Stabilisation macroéconomique, mise en œuvre des grandes réformes et reprise des négociations avec les bailleurs de fonds devraient être les principales priorités économiques du nouveau gouvernement, affirme Ben Hammouda.


S’exprimant lors d’un webinaire qui a été organisé, mercredi 6 octobre par le cabinet d’audit et de conseil EY, pour présenter les résultats de l’édition 2021 du Baromètre des entreprises en Tunisie, l’économiste Hakim Ben Hammouda s’est attardé sur les priorités économiques qui urgent à l’heure actuelle. Selon l’ancien ministre, trois principales actions doivent être engagées dans l’immédiat pour donner un coup de fouet à l’économie et changer l’environnement économique.

Réduire l’effet d’éviction

Il s’agit, d’abord, de la stabilisation macroéconomique parce qu’elle va permettre de réduire l’effet d’éviction, exercé sur l’économie et provoqué par le recours excessif de l’Etat au financement sur le marché financier. Selon Ben Hammouda, la stabilisation de l’économie va également permettre aux entreprises de s’affranchir d’une politique monétaire restrictive. «Lorsqu’on stabilise l’économie, on réduit l’inflation et on n’a plus besoin de politique monétaire restrictive. On n’a plus besoin d’un taux d’intérêt très élevé, mais on va avoir des taux d’intérêt qui favorisent l’investissement. Un cadre macroéconomique stabilisé où le déficit des finances publiques est réduit et se répercute d’une manière positive sur l’entreprise.
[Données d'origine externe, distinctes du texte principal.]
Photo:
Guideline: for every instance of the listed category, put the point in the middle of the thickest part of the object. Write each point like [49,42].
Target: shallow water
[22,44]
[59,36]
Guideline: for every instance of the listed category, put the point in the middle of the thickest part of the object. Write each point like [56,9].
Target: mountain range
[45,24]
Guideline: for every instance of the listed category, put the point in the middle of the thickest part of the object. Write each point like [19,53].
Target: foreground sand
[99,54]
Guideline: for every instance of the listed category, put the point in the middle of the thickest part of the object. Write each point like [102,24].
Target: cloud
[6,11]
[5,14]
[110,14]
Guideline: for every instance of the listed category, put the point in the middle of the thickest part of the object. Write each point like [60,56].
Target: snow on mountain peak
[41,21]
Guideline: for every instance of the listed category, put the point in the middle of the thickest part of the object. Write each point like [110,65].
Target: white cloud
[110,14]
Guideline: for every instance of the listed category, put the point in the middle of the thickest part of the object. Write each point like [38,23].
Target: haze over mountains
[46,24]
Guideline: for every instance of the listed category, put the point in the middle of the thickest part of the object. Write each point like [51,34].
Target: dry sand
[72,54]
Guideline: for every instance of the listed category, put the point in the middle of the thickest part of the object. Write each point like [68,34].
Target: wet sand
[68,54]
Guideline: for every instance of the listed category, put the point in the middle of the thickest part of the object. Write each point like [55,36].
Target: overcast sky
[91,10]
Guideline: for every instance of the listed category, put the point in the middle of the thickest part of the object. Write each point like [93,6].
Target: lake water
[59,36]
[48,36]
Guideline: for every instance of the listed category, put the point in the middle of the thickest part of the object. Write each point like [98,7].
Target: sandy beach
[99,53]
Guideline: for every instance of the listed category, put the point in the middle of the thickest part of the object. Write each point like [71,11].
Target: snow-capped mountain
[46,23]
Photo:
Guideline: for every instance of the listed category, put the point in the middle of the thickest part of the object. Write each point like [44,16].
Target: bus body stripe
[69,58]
L’Etat n’aura plus, alors, besoin d’emprunter ou d’émettre des BTA et l’effet d’éviction, qui s’exerce sur les entreprises et qui s’est amplifié depuis deux ans, disparaît. Les banques vont, alors, se focaliser sur leur métier fondamental, à savoir le financement de l’investissement», a-t-il indiqué.

Des réformes tant attendues

Selon l’ancien ministre, les grandes réformes représentent la deuxième priorité économique à laquelle il faut s’attaquer. En agissant sur les subventions, les entreprises publiques, l’environnement des affaires, les réformes vont freiner les dérives des finances publiques et permettre d’assainir le climat d’investissement, a-t-il affirmé. Une autre priorité et non des moindres: les négociations avec le FMI. Ben Hammouda a estimé que la reprise des négociations avec le FMI puis avec la communauté internationale envoie un message au monde entier que la Tunisie est de retour. De surcroît, il s’agit d’un moyen qui  va aider à réduire les contraintes économiques.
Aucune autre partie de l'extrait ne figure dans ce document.